Christiane F-V : Non, il y avait une différence nette entre les cases des maîtres qui étaient blanches et les cases des gens plus modestes. La couleur était  non seulement un « marqueur d’ethnicité », mais aussi un marqueur social, indiquant manifestement une différence de classe. Avoir une case blanche, c’était montrer un statut. Le petit peuple pouvait, lui, s’adonner à la couleur…Il faut se souvenir que la couleur sous d’autres latitudes a été connotée comme vulgaire, pratiquement jusqu’au XXème siècle.

Case blanche= statut.

Il y avait donc chez les Réunionnais un rapport très fort aux couleurs dans leur habitat. Ceci était également valable pour les vêtements, alors que maintenant les gens, les jeunes surtout, sont vêtus de manière assez uniforme.

Autrefois, en Europe le « bon goût », c’était la non-couleur. Que l’on se souvienne du débat entre les Florentins et les Vénitiens. Les Florentins, plus cultivés, plus intellectuels, étaient « plus » sur le dessin, alors que les Vénitiens étaient davantage dans le carnaval, dans la couleur, dans le côté « corps qui exulte ».
C’est ce rapport au corps qui m’a intéressée : on retrouve en effet le corps à travers la couleur. La non-couleur c’était la négation du corps.

dpr : Quelles étaient les couleurs utilisées pour les cases créoles ?

Christiane F-V : il y avait souvent du rouge-pétard, du vert-flashy, bref des couleurs vives. Les gens aimaient ces couleurs et mettaient aussi  des couleurs vives sur leurs cases, parce qu’avec le soleil les couleurs passaient vite et si on voulait qu’elles durent un peu, il fallait qu’elles soient très vives au départ.

Le choix des couleurs relève également de la tradition culturelle. Sur la côte Est de La Réunion, il y a beaucoup de gens d’origine indienne et pour les hindous, le rouge, le jaune, l’orangé sont des couleurs ayant une signification symbolique forte : l’orange est une couleur sacrée de l’Hindouisme. Pour les Chinois le rouge est une couleur faste. Le rapport à la couleur vient d’un fond culturel très fort : étant donné l’origine ethnique des gens, les cases n’étaient pas colorées de la même manière, si bien que les passants pouvaient reconnaître l’origine des habitants de telle ou telle case. En fonction des couleurs on disait : «  C’est un malbar qui habite là ! » Pour le « zarab » la couleur souvent utilisée était le blanc. Le vert, couleur préférée de Mahomet, symbole du salut était également considéré comme bénéfique (cf. le drapeau vert du Pakistan, celui de l’Arabie Saoudite et de bien d’autres pays musulmans).
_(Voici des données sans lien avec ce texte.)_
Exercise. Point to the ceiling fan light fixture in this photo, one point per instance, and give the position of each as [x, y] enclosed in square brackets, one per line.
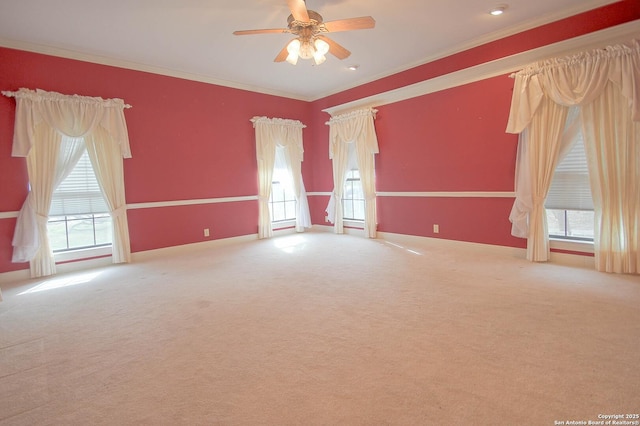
[306, 50]
[321, 46]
Bref, les « marqueurs d’ethnicité » sont multiples et la couleur en fait partie.

dpr : La différence ethnique était-elle toujours marquée aussi nettement ?

Christiane F-V : Pas toujours ; avec le métissage, le clivage ethnique avait tendance à s’estomper ; les couleurs des chapelles de Saint-Expédit, le culte qui lui est rendu, me semblent relever d’un syncrétisme, d’un métissage certains. Quant aux couleurs des temples hindous d’autrefois, elles me paraissent relever également d’un certain métissage, correspondant aux diverses origines des fidèles. Ce n’étaient pas les couleurs qu’on retrouvait en Inde, à Pondichéry, par exemple.

J’ai l’impression actuellement que l’on veut « corriger » l’histoire. L’on parle d’une « mise aux normes » : on va chercher des prêtres, des sculpteurs, des peintres en Inde ; on effectue une sorte de retour aux sources, à ce que l’on croit être «  l’authenticité » originelle. En fait on s’aligne sur des modèles extérieurs, on renie une partie de son histoire, ce que l’on a été dans le passé, ce que l’on a partagé avec les autres. Depuis quelque temps on reconstruit un  passé qui n’existait pas. Ce pourrait être l’objet de tout un débat. (Ci-contre le temple Hindou en construction à Commune Primat, à St Denis, selon les « normes » importées).

dpr : Que penser des « coups de peinture » des collectivités et du fait que, par exemple à Hell-bourg, on trouve tant de toits rouges que cela en devient uniforme ?

Christiane F-V : les toits rouges sont un index ; c’est-à-dire que cela montre : ceci est un toit. La tôle n’est pas un matériau « noble »…Il se peut que d’une certaine façon ce soit une « identification » à la tuile. En Europe les toits sont majoritairement rouges, ocre, en terre cuite. Ici c’est peut-être une façon un peu métaphorique de dire : ceci est un toit, une vraie toiture. C’est une indication quant au fait que c’est « architecturalement » une « vraie » toiture.

L’explication selon laquelle les anti-rouille au minium étaient  naguère rouges ne se justifie plus maintenant où les anti-rouille sont de couleurs variées. Il me semble que dans le végétal, dans la verdure, la maison est « indexée » par son toit. En outre c’est une association qui fonctionne, étant donné que le rouge est la couleur complémentaire du vert.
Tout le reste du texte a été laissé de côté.